The easy dismissal of the complexities of the issue pained me. Where is the discussion about the fact that subtleties in meaning can easily be lost in translation? For example, the English language — and many other languages — are incredibly limited in that there is no pronoun to describe a person who is neither female nor male, or both female and male, and yet these people exist in the physical and not just the spiritual realm. Where is the suggestion that, even though most translations of the Bible use “he” as the default pronoun, a translation of God as “she” would be equally accuratein light of what’s been lain out in the Catechism? At the very least, I would have appreciated an affirmation that referring to God as She in conversation outside of strict Biblical reading is perfectly acceptable for Catholics.
Instead, Father Mike never took that step of aligning God with the word “She.” Instead, he shrugged the question off — perhaps because of the prevailing belief in our culture that the use of “he” as the default pronoun doesn’t really “matter” because “everyone knows male pronouns can be used to refer to all humans.” In actuality, this means that it “doesn’t really matter” to most of the culture when women are invisible.

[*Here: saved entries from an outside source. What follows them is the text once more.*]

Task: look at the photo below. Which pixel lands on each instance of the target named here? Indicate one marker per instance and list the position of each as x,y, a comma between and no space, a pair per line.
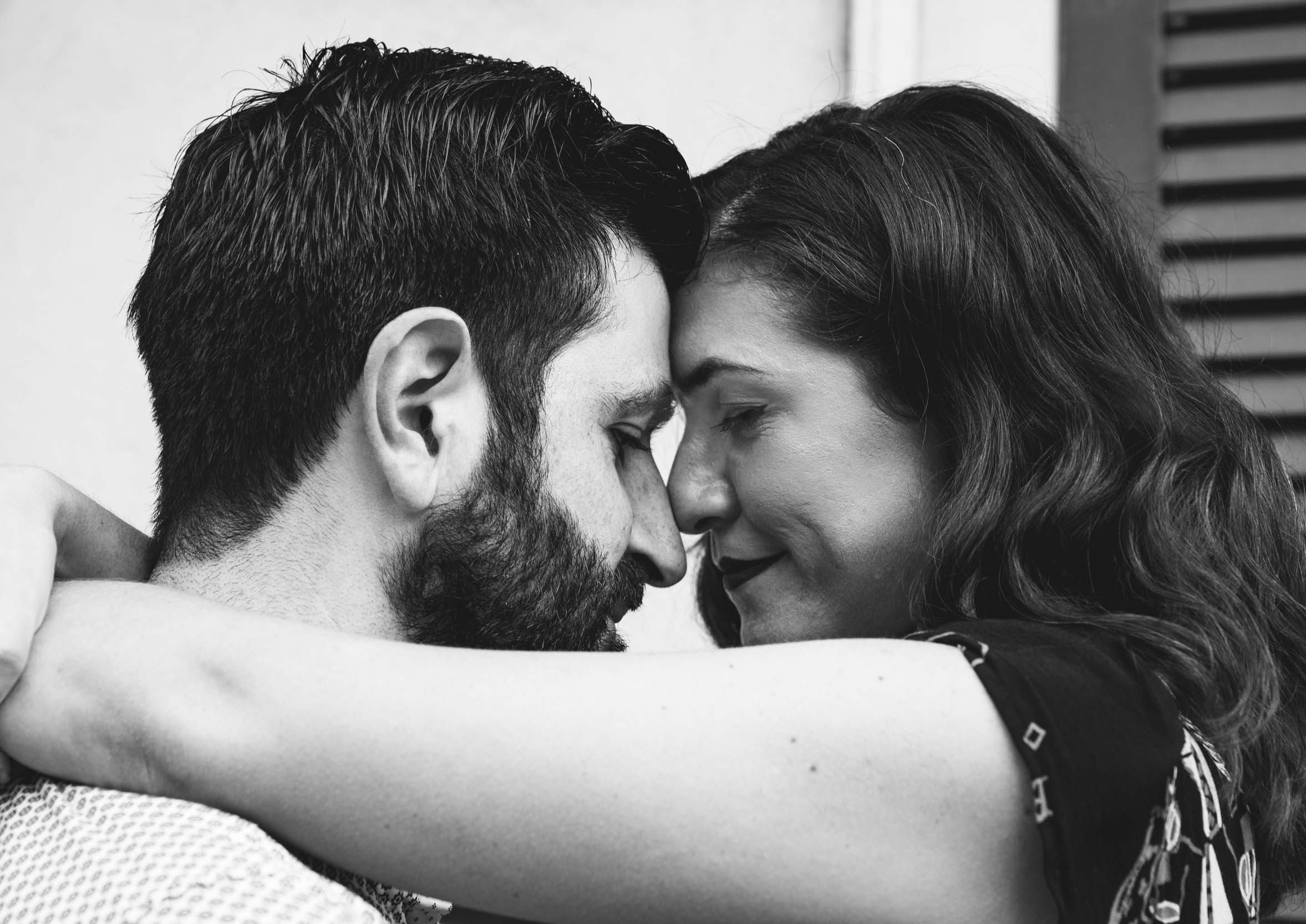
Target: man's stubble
506,566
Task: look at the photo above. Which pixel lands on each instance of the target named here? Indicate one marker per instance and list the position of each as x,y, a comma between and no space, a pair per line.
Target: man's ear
424,403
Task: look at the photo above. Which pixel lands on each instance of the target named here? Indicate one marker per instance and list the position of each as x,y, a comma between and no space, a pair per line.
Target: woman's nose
702,496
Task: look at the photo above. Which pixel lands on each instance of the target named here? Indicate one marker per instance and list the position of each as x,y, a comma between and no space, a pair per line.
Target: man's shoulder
80,854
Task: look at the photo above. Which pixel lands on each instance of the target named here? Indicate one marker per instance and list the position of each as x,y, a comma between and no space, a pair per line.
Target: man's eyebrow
705,370
657,403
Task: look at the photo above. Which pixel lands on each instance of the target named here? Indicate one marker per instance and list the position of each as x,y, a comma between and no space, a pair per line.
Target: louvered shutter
1233,185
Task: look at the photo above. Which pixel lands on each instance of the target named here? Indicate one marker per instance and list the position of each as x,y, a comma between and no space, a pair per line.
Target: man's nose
702,497
653,535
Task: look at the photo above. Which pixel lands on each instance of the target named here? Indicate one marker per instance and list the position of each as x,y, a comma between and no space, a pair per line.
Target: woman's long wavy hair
1096,472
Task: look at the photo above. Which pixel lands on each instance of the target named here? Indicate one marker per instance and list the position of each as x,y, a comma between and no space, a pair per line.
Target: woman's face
812,496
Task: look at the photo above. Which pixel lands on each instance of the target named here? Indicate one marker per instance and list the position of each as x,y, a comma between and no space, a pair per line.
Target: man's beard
505,566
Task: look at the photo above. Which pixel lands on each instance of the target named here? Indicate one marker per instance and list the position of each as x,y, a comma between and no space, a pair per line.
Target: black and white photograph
610,462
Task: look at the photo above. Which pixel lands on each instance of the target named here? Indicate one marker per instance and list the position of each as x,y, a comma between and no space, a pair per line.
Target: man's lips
736,571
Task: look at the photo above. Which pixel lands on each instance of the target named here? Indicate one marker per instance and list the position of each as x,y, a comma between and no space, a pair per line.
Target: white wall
1006,45
96,101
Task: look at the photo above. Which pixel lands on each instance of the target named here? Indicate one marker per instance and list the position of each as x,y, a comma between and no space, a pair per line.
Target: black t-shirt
1127,796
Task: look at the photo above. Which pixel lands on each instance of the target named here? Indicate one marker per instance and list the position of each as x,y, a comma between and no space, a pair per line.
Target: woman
932,390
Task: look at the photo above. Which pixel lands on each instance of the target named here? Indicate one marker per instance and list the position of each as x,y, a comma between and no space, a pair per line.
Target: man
405,326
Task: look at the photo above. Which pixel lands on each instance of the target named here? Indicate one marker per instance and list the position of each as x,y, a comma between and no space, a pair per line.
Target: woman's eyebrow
707,369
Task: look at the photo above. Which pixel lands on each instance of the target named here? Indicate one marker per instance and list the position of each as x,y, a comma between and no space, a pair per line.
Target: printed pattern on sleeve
82,855
1127,796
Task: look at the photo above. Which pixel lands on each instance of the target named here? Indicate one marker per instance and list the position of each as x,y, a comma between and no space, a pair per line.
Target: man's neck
297,567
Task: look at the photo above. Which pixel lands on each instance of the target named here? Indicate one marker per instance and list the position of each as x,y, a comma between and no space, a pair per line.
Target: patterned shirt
1132,804
82,855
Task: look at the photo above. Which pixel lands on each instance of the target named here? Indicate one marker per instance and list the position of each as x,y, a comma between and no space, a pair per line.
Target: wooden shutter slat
1212,6
1237,277
1248,336
1237,220
1271,160
1236,46
1257,102
1270,394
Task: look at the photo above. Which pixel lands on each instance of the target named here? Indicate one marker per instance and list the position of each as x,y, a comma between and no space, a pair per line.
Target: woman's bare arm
823,780
52,530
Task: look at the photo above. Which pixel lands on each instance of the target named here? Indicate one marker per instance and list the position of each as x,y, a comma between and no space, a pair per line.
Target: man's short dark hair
374,182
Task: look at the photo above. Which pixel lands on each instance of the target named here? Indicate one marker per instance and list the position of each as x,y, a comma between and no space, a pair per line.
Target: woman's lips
736,571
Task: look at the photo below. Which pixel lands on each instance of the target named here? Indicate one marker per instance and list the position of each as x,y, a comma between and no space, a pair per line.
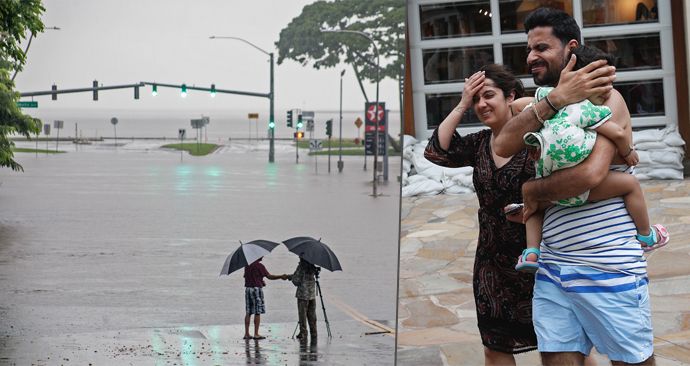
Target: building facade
450,40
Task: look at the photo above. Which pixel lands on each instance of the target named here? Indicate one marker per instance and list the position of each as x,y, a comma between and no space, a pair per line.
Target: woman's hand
472,85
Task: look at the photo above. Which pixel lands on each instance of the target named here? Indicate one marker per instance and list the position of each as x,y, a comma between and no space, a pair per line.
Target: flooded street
129,241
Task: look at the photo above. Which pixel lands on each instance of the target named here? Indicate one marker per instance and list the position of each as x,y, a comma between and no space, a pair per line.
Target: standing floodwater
121,248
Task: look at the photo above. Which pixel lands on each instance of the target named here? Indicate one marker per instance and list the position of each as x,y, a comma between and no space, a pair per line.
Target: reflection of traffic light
329,128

And we can become so used to our invisibility that we can begin to believe in it ourselves, despite the fact that this goes against what we believe as Catholics about the dignity and worthiness of every human being.
When I was a child, I marked up all my CCD books with inclusive language. As an adult, I replace “he” with “God” in most of the congregational responses throughout the Mass, and I drop “men” out of “for us men and for our salvation” when I say the Creed. As an editor for a feminist organization, I know the power that words have to shape reality, and I try to be careful to choose my words accordingly to create a more just reality.
But it wasn’t until I attended Reverend Regina Nicolosi’s Mass three years ago that I experienced truly inclusive language — not just dropping the ‘he,’ but hearing the ‘she.’ And this time I couldn’t say the Creed or sing the hymns because I was crying. Despite my quiet resistance to the default male pronoun, I never realized how I’d numbed myself to the pain of being invisible until, for one hour, that feeling was gone, for one hour I felt both fully woman and fully Catholic, and that both parts of me were sacred.
Although I haven’t had the opportunity to attend another Mass said by a woman priest, I have occasionally had the fortune of attending other Masses with gender inclusive language. And every time I encounter it, I can’t keep from crying tears of joy. And isn’t that what encountering God is all about? Being overwhelmed with the Joy of being part of the Creator’s family, perfect in God’s image, just the way S/He intended you to be? That’s a realization that’s worth fighting for.